Coming up we need to have the boat hauled in what is called a "short haul" where apparently they just leave you in the straps for the inspection and then put you right back in the water. This is to check the hull and especially the thru-hulls to look for damage. When lightning comes in a boat it has to exit somewhere and the short haul should help us determine where. A surveyor is coming, workmen are coming with bids, insurance has been contacted, more lists have to be made.

Electricians, properly masked, checking the systems.

Part of the problem with assessing the damage is that things can be working fine, and then quit, or they can quit and then start working again. It is pretty obvious that anything that was up the mast will be toast, but other items are less obvious. Our chartplotter was working, and then not, with our running lights the starboard side was working on Friday but by Sunday it was not. I am making lists, but then I have to check, and recheck each item. Is it working now? What about now?

Cable ends that were connected to the battery isolator that received the force of the lightning strike and caught fire.

This is our third fire on Rhapsody (you can read about the others here #1 and here #2). I think that we have exceeded our quota. I am certainly ready to be done with fires on our boat! Every time something like this happens I hear about others with far greater problems, a friend having a heart attack, friends of friends dying, and I realize how lucky we are. We are alive, we are healthy, our boat is afloat, we have each other. We move forward and make the best of things. Life is good, lightning - not so much.

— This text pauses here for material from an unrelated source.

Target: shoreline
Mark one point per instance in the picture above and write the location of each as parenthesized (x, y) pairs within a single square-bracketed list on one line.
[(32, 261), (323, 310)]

We love to hear your comments.

Unknown said...

Oh my goodness! That's it no more bad things for you! Best wishes that all turns out for you. Hugs

Unknown said...

Oh my goodness! That's it no more bad things for you! Best wishes that all turns out for you. Hugs

Jim said...

You’ve got a couple of chapters material for your memoirs, journal, or sea-faring novel

Jeff Kitchen said...

Wow. That's quite a tale. Is there a surge protector of sorts in any of that equipment? You seem to have fared rather well for a direct hit. That mast sticking up must be quite the lightning magnet.

Tammy Swart said...

Just WOW! I think I'm going to ask my Guardian Angel to check on you guys from time to time after this! I would like to say that you've been pre-disastered, but I wouldn't want to jinx you!! I'm so glad that you knew what to do and were able to deal with it quickly. I'll send positive thoughts for a speedy and complete recovery so that you can be off on your way again soon-ish. You guys make the 5th couple we know personally who have suffered a lightning strike. Guess the more sailors you know, the bigger your subject pool. And Panama... Lightning strike capital of the world! Good luck and cuidado mucho! Tammy

Anonymous said...

Hi Bob and Sarah!
What a startling event! It makes me realize the precariousness of living on a boat - life is precarious anyway but hey, having your home be hit by lightning when you live on the water sounds a little scary to me. My hat is off to both of you - you intrepid adventurers!
Steve and I think of you often and our delightful 2 weeks sailing with you. Here in the pandemic, we are uncertain when that might happen again. Such a wonderful time - thank you again!
Lastly, happy birthday Bob! I'm hoping you will find some lovely way to celebrate there in Panama - maybe a swim?